Posted: Fri Aug 04, 2006 7:34 pm
by taalismn
LIke using weather radar...you could pick up on the presence of water vapor, for instance...
Posted: Fri Aug 04, 2006 8:23 pm
by Aramanthus
Not exactly, it wouldn't be radar to do that sort of detection. It would have to be some sort of light sensor. That would measure the spectrum of say portals where light could pass out of the hull. The light would transmit the spectrum of the atmosphere or the lack of one. Just think of the Central Alliance ships, some might not have atmosphere being there are no beings aboard who'd need to breath. (Cyborgs)

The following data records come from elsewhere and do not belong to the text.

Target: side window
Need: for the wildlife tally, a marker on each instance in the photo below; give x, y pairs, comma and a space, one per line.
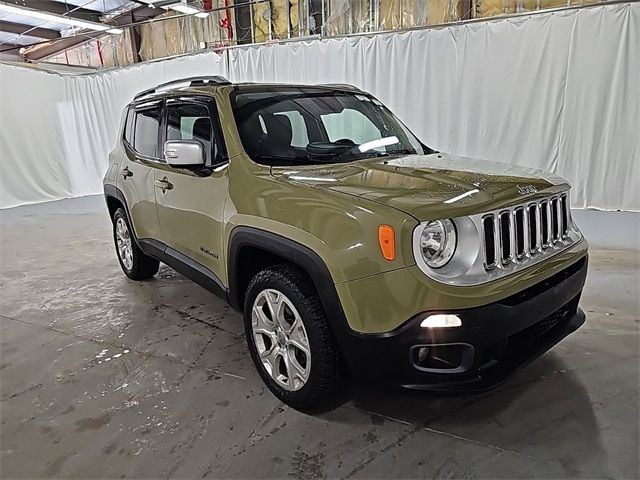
192, 122
300, 138
145, 140
350, 124
128, 126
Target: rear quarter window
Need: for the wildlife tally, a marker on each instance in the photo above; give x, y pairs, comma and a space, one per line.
147, 126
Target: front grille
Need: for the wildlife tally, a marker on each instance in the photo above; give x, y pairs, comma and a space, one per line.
515, 234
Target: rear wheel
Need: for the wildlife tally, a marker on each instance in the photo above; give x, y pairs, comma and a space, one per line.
290, 341
135, 264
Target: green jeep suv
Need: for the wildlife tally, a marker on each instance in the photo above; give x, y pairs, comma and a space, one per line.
349, 246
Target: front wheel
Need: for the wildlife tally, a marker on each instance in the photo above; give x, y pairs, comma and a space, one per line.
290, 341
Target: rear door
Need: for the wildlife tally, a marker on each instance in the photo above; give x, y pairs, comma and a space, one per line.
191, 203
136, 172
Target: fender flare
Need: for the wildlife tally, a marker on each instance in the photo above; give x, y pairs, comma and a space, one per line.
111, 191
298, 254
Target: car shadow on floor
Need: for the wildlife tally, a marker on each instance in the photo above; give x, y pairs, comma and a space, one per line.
544, 411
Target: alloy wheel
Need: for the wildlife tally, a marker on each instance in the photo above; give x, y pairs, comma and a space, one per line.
281, 339
123, 243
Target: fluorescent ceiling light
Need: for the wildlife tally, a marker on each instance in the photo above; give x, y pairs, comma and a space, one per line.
52, 17
183, 8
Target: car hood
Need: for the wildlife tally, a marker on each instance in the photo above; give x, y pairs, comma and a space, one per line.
429, 186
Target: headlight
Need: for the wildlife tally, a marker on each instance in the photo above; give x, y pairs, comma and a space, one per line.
438, 241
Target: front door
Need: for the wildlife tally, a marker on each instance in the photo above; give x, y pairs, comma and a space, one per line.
136, 174
191, 203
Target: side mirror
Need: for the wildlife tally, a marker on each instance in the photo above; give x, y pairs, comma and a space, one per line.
184, 154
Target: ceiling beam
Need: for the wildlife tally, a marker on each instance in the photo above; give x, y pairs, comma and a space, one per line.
58, 8
20, 29
9, 47
37, 52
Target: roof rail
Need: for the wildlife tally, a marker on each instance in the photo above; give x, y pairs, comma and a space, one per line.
186, 82
344, 86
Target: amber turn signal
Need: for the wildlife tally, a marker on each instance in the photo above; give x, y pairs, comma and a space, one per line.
387, 239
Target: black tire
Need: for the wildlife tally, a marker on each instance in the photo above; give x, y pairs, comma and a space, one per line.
324, 387
142, 266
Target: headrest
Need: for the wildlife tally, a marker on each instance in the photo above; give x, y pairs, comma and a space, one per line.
202, 128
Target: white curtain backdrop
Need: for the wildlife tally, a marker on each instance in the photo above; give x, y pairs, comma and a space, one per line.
557, 91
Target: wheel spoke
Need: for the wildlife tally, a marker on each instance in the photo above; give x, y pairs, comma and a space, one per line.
280, 339
294, 369
298, 337
270, 361
275, 302
261, 322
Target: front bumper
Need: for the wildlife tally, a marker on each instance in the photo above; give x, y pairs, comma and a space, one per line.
492, 343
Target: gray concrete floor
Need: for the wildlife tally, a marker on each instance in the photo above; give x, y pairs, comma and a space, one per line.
106, 377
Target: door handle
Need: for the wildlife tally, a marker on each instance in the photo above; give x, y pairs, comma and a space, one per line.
126, 172
163, 184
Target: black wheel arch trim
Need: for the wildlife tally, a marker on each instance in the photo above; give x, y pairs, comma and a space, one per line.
297, 254
111, 191
176, 260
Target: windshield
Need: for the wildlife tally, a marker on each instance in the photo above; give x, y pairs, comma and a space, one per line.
307, 125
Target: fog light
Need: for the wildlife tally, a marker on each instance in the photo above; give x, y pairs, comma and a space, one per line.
423, 353
435, 321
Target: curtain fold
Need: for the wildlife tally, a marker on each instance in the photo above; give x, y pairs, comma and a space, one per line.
556, 91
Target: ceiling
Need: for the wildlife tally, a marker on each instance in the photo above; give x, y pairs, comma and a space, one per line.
18, 31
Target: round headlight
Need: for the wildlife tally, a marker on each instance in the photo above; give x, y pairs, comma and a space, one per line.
438, 242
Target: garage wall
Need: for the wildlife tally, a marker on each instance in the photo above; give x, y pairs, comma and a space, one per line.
557, 91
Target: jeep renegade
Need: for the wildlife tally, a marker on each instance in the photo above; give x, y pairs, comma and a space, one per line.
347, 244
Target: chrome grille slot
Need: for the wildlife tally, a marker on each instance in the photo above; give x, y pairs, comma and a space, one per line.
521, 230
489, 240
565, 215
556, 228
544, 227
534, 230
506, 237
526, 233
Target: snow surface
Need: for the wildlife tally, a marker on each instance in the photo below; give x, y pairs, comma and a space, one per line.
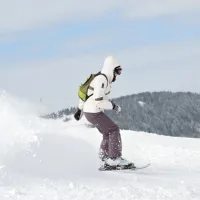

Posted: Fri Aug 04, 2006 9:18 pm
by Aramanthus
It could always be in the ships IFF. That is if the ship isn't under stealth that is. Just a thought. And say the ship was leaking atmosphere, then the distress call would be going out to any passers by.
Posted: Fri Aug 04, 2006 10:13 pm
by Nikoli
Gravitonic sensors, read the density profile of the stuff that isn't hull.
Posted: Sat Aug 05, 2006 1:46 pm
by Aramanthus
That sounds pretty reasonable.
Posted: Sat Aug 05, 2006 2:03 pm
by Aramanthus
I think that on that we agree totally! Of course I think everything else you've mentioned makes 100% sense to me.
Posted: Sat Aug 05, 2006 4:44 pm
by Nikoli
According to the ship creation rules presented in the Rifter article, the standard commercial sensors have gravity wave sensors. seems reasonable that they could detect almost any particle and the gravitational effect it has.
Posted: Thu Aug 10, 2006 2:46 pm
by Greyaxe
Lets say you cant detect if a ship has air or not. There is something exciting and scary about entering a derilict ship adrift in space with no idea what is inside. After all role playing should be fun.
Posted: Fri Aug 11, 2006 7:52 pm
by Aramanthus
I myself as a GM have it that there are no clear connections between computers on the ship. Such as the commications system is isolated from other systems computers. It prevents viruses from taking control of your ship. Like what happen in another game system Traveller.
Re: Detecting Atmosphere in a ship
Posted: Sat Aug 12, 2006 2:12 pm
by The Beast
gadrin wrote:I was on another board and the consensus there was that it would be pretty easy to detect whether a ship you encounter floating in space has an atmosphere inside it.
I've forgotten how they accomplished it.
Anyone have any ideas ?
The players ask the GM if sensors detect a breathable atmoshpere on the other starship.
Posted: Mon Aug 14, 2006 9:06 pm
by Aramanthus
I think that anything within 500 meters would probably set off all of the close proxemity alarms, unless the crew knowingly turn off the alarms. The alarm without any interference might even be able to try an avoid the object thru auto pilot without crew interference.